In the third option, the state would also own the pipeline, liquefaction and other facilities, but it would buy gas at the wellhead from the producers, liquefy and resell it. The price paid for the gas and the price received for the LNG would dictate project economics. And this would be driven by whether the two prices are linked, via an index to Henry Hub, for instance.
In a linked transaction, the value that would be provided by the state and its facilities is not clear, Tsafos said. “…[I]f the transaction makes sense, the buyer and seller would deal directly with each other, and one of them would pay the state a tariff for using the infrastructure (as in Options 1 and 2). The only value would come from adjusting the margin — but the state can do this without owning the gas (i.e., Option 2).

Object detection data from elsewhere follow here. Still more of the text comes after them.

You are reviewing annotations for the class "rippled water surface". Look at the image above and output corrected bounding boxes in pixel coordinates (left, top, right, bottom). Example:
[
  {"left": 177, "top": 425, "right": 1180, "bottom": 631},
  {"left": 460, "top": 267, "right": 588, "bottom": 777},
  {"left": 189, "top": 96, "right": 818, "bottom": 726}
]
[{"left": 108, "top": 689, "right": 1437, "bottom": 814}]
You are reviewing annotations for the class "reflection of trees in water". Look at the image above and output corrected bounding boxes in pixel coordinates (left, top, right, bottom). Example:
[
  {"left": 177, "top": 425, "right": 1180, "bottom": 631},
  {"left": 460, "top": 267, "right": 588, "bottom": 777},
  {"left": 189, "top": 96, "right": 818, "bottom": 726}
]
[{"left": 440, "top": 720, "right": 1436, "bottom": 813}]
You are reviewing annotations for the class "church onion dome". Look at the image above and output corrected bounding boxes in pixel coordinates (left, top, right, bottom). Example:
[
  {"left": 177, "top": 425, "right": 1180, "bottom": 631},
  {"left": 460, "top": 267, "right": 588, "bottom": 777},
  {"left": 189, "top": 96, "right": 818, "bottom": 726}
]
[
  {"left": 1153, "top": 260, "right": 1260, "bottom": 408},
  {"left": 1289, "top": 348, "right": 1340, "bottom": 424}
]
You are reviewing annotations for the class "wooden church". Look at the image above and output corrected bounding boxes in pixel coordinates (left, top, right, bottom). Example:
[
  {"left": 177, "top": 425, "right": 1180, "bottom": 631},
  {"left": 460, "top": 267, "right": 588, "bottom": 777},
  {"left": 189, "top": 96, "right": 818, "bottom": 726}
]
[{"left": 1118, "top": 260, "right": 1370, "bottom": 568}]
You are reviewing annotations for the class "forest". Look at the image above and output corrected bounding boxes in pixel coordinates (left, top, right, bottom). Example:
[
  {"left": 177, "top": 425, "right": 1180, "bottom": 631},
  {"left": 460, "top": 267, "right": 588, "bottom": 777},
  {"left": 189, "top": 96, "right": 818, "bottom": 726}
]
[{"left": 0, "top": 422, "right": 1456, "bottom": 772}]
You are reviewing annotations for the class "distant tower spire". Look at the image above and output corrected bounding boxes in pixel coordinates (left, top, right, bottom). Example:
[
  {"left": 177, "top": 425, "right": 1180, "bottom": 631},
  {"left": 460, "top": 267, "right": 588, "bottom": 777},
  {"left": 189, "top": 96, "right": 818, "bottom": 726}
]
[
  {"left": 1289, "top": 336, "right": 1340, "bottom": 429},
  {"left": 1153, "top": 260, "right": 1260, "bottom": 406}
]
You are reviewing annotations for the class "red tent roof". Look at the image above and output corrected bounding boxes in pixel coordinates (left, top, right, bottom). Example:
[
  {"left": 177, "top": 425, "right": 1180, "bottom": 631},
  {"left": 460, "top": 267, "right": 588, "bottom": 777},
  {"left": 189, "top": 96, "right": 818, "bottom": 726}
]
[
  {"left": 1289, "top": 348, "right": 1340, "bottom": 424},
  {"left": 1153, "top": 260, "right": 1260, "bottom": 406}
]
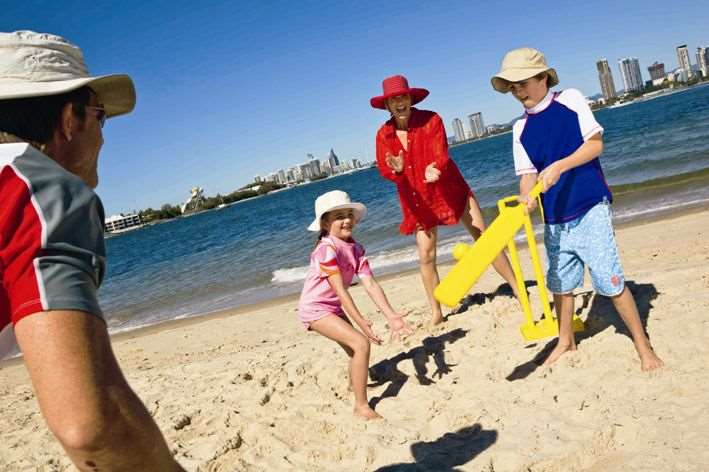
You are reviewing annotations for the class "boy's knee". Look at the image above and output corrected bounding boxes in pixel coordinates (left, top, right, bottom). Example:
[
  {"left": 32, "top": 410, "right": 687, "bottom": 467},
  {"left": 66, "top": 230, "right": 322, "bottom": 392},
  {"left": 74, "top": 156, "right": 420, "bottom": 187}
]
[
  {"left": 47, "top": 385, "right": 135, "bottom": 453},
  {"left": 48, "top": 404, "right": 116, "bottom": 452}
]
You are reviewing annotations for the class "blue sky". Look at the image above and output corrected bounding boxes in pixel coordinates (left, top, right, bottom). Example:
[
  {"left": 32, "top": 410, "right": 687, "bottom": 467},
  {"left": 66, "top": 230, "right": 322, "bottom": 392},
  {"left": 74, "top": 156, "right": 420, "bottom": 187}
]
[{"left": 0, "top": 0, "right": 709, "bottom": 214}]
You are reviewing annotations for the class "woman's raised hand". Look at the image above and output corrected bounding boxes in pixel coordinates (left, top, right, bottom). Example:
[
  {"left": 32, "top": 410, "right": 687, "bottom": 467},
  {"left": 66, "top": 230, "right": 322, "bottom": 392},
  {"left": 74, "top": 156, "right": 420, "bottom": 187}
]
[
  {"left": 385, "top": 151, "right": 404, "bottom": 174},
  {"left": 424, "top": 162, "right": 441, "bottom": 184}
]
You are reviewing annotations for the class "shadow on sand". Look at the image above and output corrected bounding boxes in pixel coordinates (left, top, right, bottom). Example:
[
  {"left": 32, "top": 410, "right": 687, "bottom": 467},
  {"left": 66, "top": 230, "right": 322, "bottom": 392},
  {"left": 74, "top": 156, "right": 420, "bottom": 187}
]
[
  {"left": 369, "top": 328, "right": 468, "bottom": 408},
  {"left": 446, "top": 280, "right": 537, "bottom": 319},
  {"left": 506, "top": 280, "right": 660, "bottom": 382},
  {"left": 376, "top": 423, "right": 498, "bottom": 472}
]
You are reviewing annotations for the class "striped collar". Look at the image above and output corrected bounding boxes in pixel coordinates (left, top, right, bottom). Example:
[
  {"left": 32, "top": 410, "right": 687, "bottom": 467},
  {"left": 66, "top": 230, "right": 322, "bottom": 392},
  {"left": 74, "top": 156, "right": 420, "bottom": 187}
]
[{"left": 524, "top": 90, "right": 556, "bottom": 115}]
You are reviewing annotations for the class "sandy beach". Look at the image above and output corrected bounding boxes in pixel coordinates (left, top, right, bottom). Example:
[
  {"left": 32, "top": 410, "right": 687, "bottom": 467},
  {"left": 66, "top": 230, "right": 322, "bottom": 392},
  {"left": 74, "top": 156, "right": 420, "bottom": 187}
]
[{"left": 0, "top": 208, "right": 709, "bottom": 472}]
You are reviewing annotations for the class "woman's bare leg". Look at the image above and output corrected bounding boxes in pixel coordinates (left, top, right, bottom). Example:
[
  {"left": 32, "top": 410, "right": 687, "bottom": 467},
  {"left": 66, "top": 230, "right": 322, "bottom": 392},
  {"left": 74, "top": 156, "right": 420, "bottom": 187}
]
[{"left": 416, "top": 228, "right": 443, "bottom": 325}]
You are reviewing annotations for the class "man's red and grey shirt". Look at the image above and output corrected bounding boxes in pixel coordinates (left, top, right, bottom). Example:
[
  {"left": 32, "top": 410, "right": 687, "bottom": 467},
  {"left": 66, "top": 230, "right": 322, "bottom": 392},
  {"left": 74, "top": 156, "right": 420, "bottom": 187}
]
[{"left": 0, "top": 143, "right": 106, "bottom": 356}]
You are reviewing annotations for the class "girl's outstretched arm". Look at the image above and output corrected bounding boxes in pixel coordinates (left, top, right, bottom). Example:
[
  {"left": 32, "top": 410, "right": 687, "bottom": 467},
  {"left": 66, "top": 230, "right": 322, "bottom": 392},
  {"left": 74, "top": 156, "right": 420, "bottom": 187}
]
[
  {"left": 360, "top": 277, "right": 412, "bottom": 340},
  {"left": 327, "top": 272, "right": 382, "bottom": 344}
]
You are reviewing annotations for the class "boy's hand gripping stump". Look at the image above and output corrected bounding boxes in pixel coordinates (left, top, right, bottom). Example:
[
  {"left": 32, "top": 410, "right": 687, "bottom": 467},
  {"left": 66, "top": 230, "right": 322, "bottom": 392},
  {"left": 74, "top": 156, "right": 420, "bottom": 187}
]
[{"left": 434, "top": 182, "right": 584, "bottom": 340}]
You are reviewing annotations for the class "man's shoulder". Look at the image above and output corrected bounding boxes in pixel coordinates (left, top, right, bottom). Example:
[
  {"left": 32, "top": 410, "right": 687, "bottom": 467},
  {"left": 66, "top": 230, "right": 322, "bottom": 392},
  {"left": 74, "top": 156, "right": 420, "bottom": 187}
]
[
  {"left": 556, "top": 88, "right": 588, "bottom": 111},
  {"left": 512, "top": 114, "right": 527, "bottom": 137}
]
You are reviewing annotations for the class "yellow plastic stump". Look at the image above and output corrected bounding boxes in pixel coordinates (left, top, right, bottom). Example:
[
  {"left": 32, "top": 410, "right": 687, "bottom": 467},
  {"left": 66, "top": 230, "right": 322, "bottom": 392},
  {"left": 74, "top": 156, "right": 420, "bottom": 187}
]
[{"left": 433, "top": 183, "right": 584, "bottom": 341}]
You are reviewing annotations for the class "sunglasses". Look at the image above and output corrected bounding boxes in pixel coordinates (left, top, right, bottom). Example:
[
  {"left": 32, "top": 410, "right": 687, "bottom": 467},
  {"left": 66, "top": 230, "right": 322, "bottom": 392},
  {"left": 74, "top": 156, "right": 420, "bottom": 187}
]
[{"left": 84, "top": 105, "right": 106, "bottom": 128}]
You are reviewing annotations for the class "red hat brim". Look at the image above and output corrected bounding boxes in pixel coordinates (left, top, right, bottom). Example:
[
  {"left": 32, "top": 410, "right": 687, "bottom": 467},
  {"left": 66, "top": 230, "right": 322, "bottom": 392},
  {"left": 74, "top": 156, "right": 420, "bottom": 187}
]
[{"left": 369, "top": 88, "right": 429, "bottom": 110}]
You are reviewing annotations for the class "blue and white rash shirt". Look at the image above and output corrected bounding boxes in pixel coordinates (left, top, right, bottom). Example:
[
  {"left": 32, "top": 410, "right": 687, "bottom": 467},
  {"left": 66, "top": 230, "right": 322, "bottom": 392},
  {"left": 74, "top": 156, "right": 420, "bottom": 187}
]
[{"left": 512, "top": 89, "right": 612, "bottom": 224}]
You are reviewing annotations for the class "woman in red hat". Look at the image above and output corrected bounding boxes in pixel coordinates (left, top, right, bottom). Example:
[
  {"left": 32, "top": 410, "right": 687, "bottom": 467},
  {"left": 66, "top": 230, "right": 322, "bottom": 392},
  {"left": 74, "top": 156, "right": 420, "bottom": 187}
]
[{"left": 370, "top": 75, "right": 517, "bottom": 324}]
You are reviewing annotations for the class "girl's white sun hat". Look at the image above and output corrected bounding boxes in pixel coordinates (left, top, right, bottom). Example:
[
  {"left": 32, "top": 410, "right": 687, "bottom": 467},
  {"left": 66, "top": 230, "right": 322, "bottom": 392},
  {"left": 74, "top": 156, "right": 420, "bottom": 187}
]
[{"left": 308, "top": 190, "right": 367, "bottom": 231}]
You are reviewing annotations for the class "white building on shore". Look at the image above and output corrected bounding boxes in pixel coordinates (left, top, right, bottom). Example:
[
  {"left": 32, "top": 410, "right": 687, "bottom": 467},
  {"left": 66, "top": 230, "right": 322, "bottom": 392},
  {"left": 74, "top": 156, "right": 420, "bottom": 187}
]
[{"left": 104, "top": 213, "right": 142, "bottom": 233}]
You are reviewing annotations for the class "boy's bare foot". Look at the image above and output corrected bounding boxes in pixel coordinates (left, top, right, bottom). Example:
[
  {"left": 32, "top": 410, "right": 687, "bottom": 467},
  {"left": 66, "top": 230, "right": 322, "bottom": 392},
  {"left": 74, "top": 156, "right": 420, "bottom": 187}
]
[
  {"left": 354, "top": 405, "right": 382, "bottom": 420},
  {"left": 638, "top": 347, "right": 665, "bottom": 372},
  {"left": 542, "top": 341, "right": 576, "bottom": 365}
]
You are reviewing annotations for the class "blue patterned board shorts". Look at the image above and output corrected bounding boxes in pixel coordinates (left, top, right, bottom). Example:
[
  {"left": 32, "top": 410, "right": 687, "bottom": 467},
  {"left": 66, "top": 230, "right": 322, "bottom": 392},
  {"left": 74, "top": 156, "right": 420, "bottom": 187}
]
[{"left": 544, "top": 202, "right": 625, "bottom": 297}]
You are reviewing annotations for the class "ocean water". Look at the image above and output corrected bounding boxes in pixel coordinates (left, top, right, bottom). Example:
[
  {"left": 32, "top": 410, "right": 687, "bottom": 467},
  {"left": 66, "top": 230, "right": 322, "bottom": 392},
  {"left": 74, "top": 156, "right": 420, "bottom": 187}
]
[{"left": 100, "top": 86, "right": 709, "bottom": 332}]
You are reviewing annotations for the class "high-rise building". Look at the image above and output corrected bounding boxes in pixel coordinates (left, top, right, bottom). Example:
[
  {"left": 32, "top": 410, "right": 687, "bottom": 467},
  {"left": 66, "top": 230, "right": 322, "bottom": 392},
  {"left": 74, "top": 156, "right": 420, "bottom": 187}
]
[
  {"left": 453, "top": 118, "right": 465, "bottom": 143},
  {"left": 468, "top": 112, "right": 485, "bottom": 139},
  {"left": 596, "top": 58, "right": 616, "bottom": 100},
  {"left": 327, "top": 148, "right": 340, "bottom": 171},
  {"left": 697, "top": 47, "right": 709, "bottom": 77},
  {"left": 618, "top": 57, "right": 643, "bottom": 93},
  {"left": 677, "top": 44, "right": 692, "bottom": 77},
  {"left": 647, "top": 61, "right": 665, "bottom": 80}
]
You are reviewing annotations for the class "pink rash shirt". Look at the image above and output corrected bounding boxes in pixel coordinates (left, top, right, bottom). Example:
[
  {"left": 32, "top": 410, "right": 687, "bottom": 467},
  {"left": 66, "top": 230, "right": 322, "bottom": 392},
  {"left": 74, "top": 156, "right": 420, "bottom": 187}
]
[{"left": 298, "top": 235, "right": 372, "bottom": 329}]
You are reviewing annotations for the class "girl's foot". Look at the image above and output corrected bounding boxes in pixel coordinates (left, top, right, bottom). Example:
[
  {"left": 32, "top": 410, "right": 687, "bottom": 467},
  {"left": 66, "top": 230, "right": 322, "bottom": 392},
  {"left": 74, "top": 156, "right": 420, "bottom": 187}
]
[
  {"left": 638, "top": 347, "right": 665, "bottom": 372},
  {"left": 354, "top": 405, "right": 382, "bottom": 421}
]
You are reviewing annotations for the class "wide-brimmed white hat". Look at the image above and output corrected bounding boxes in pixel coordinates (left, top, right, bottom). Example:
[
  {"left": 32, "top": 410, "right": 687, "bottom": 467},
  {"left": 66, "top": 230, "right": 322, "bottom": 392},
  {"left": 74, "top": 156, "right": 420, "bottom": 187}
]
[
  {"left": 0, "top": 31, "right": 135, "bottom": 117},
  {"left": 308, "top": 190, "right": 367, "bottom": 231},
  {"left": 490, "top": 48, "right": 559, "bottom": 93}
]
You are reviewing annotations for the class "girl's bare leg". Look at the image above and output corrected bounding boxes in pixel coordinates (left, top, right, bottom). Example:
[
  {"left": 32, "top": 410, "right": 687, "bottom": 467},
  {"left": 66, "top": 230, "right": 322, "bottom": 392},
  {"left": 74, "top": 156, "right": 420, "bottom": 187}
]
[{"left": 310, "top": 315, "right": 381, "bottom": 420}]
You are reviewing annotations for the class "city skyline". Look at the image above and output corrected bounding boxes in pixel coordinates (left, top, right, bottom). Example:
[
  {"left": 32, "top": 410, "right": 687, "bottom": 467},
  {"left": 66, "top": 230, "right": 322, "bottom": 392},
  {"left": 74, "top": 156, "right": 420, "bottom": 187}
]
[{"left": 3, "top": 0, "right": 709, "bottom": 214}]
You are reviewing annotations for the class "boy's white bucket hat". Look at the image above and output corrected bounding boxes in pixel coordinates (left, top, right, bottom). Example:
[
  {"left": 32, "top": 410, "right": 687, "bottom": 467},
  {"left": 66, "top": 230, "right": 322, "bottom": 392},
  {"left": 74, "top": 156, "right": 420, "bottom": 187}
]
[
  {"left": 308, "top": 190, "right": 367, "bottom": 231},
  {"left": 490, "top": 48, "right": 559, "bottom": 93},
  {"left": 0, "top": 31, "right": 135, "bottom": 117}
]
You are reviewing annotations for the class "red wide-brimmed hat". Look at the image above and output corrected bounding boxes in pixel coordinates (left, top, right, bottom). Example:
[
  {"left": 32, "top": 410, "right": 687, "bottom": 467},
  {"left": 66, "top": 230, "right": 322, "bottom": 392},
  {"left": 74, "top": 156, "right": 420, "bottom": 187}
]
[{"left": 369, "top": 75, "right": 428, "bottom": 110}]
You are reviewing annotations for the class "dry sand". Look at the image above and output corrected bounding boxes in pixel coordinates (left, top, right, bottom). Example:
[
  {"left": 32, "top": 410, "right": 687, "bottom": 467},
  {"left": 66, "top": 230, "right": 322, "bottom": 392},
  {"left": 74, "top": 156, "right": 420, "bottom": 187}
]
[{"left": 0, "top": 209, "right": 709, "bottom": 472}]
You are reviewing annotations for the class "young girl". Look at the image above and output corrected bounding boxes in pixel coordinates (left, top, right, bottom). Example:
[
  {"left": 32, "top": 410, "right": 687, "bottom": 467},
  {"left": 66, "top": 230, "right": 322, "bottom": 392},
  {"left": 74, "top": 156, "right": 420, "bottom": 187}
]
[{"left": 298, "top": 190, "right": 411, "bottom": 419}]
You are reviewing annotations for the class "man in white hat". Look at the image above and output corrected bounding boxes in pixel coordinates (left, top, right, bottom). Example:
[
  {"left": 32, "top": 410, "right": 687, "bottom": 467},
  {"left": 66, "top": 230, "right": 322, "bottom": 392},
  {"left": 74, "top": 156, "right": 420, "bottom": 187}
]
[{"left": 0, "top": 31, "right": 182, "bottom": 471}]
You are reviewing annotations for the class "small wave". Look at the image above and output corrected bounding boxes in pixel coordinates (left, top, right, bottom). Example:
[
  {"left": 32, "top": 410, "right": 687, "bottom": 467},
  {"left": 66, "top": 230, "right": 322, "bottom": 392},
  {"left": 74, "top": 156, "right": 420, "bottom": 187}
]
[{"left": 271, "top": 266, "right": 308, "bottom": 284}]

In a non-linked transaction, the state could buy gas at a price linked to Henry Hub and sell LNG at an oil-indexed price, for instance. “In this case, the risks for the state rise exponentially — as do the theoretical returns if prices move in a way that favors the state,” Tsafos said. “Such a deal, however, would not only require extensive due diligence, it would also require a very high risk tolerance.”
Risk and the appetite for it are key considerations if the state is to take ultimate control of the project.
“The state cannot expect to take on a leading role, and full control, without assuming more risk — or, more precisely, while assuming that most of the risks will be borne by others (suppliers, contractors, banks, etc.),” Tsafos said. “Nor should the state expect a large number of third-party investors to flock to the project in order to earn sub-par returns.”